Our apartments have the same layout, but that’s where the similarities end. Where my place is still half in boxes and only has essential furniture, hers is lived in. Comfortable.
Her life is written in the details. Grocery lists and kids’ drawings tacked to the fridge, scattered magazines on the ottoman, a phone charger coiled on the floor, and family photos on the wall. Feminine touches everywhere, but nothing frilly. Signs of her kid. A small purple backpack by the door, a doll face down on the area rug, and a pair of tiny ballet flats kicked off near the TV stand.
I try not to stare, but I can’t help cataloging every detail. This is where Lily lives. Where she laughs, cries, reads, sleeps.
My gaze returns to the pictures on the wall. I slow my walk as I take them in. Lily with a little girl who has her eyes and smile. Them at the beach with three other women, two older and one young.
And finally a man, her late husband.
Daniel Finnigan. The lieutenant who died four years ago, whose job I now have. He’s in several photos. Arm around Lily at a department barbecue. Cradling a newborn baby. Sitting on a firetruck with a toddler in his lap. He had dark hair and a square jaw. In every photo, he projects the kind of steady presence that doesn’t need words to command respect. His grin is unguarded, playful. He looks like someone who could break the tension with a joke just as easily as he could take charge.
A weird pressure creeps under my ribs. Am I intruding just by looking at these photos? This isn’t just her past—it’s her wound. And I’m the walking, talking reminder of everything she lost.
“That’s Daniel. My late husband.”
Her voice startles me, and I turn. She’s watching me, arms crossed over her chest, expression unreadable.
“I’m sorry, I didn’t mean to?—”
“It’s fine.” She cuts me off, but not unkindly. “You were going to find out either way. Might as well address the elephant in the room.”
I nod, grateful for her directness even as I scramble for something appropriate to say.
“He was station 27’s lieutenant before Wilcox… Beforeyou.” Her gaze drifts to the photos, the corners of her mouth pulled tight, jaw clenched, fighting a battle with grief she must’ve lost a hundred times. “You have his job now.”
That difficult truth has been sitting between us since the hospital. Only I didn’t know about her dead firefighter husband then. But I do now.
“I’m sorry,” I say, meaning it in more ways than I can articulate.
She shrugs, but the casualness is forced. “It’s not your fault. It’s been four years. The squad needs a lieutenant. Life goes on.” Her voice catches on the last word.
I search for something to say that won’t sound trite. “Still sucks.”
Her eyes meet mine, surprise flickering across her face, and the line of her mouth relaxes. “Yeah. It does.”
“Glad we ripped off the Band-Aid,” I offer with a tentative smile. “Better to get the awkward stuff out in the open.”

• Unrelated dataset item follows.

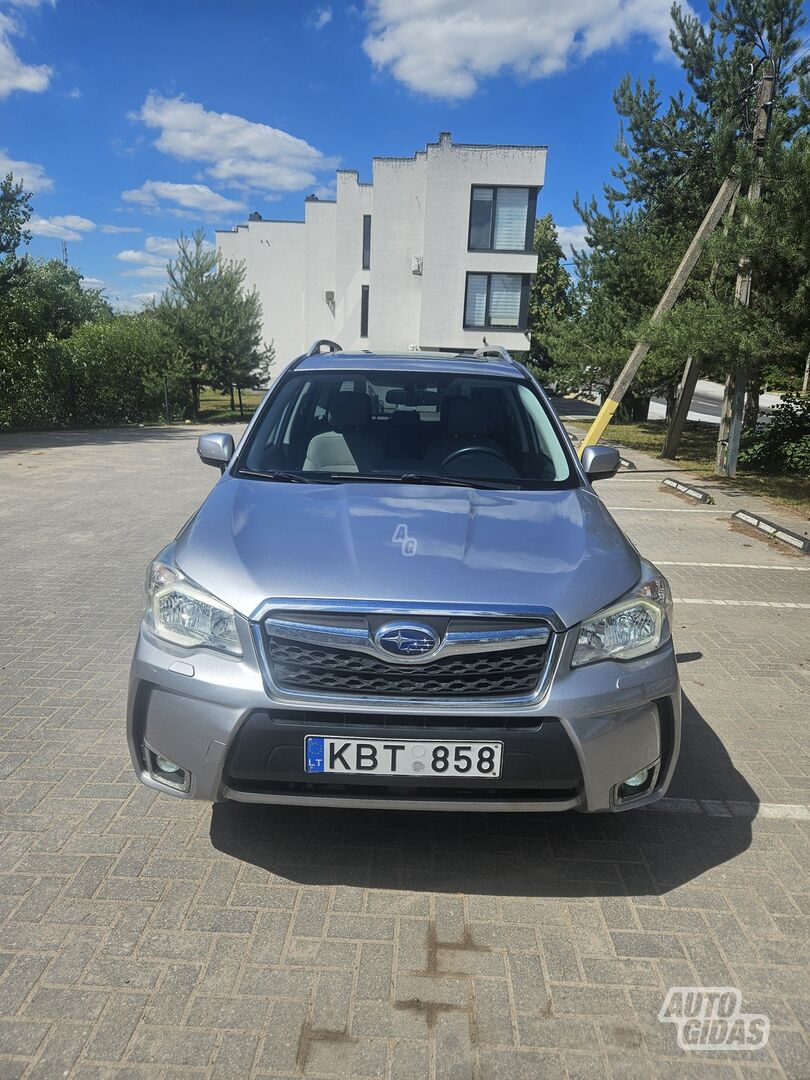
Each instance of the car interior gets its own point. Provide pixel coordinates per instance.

“I appreciate that. But that’s as much talking as I want to do about the topic.”
I nod.
She studies me for a moment, then, as if to draw another line under the subject, turns and leads the way. “Bathroom’s this way.”
I follow her down the hall, relieved to be moving onto safer ground. “Show me this sink of mass destruction.”
The bathroom floor is still wet, and the cabinet looks like it’s been through a tsunami.
“I shut off the water supply,” she explains, “but not before it sprayed me in the face and flooded half the room.”
I set my toolbox on the floor and crouch down to inspect the damage. “Mind if I take a look underneath?”
“Be my guest.” She sits on the closed toilet lid, watching as I open the cabinet doors.
The space beneath the sink is cramped and damp. A puddle under a web of cracked seals and metal that’s seen better decades. Classic wear and tear that should have been addressed years ago.
“Found the culprit,” I announce, extracting myself from the cabinet. “Your drain assembly is shot. The gasket’s worn through, and the pipe’s corroded. When’s the last time this was replaced?”
“Never, as far as I know,” she says. “We’ve lived here ten years.”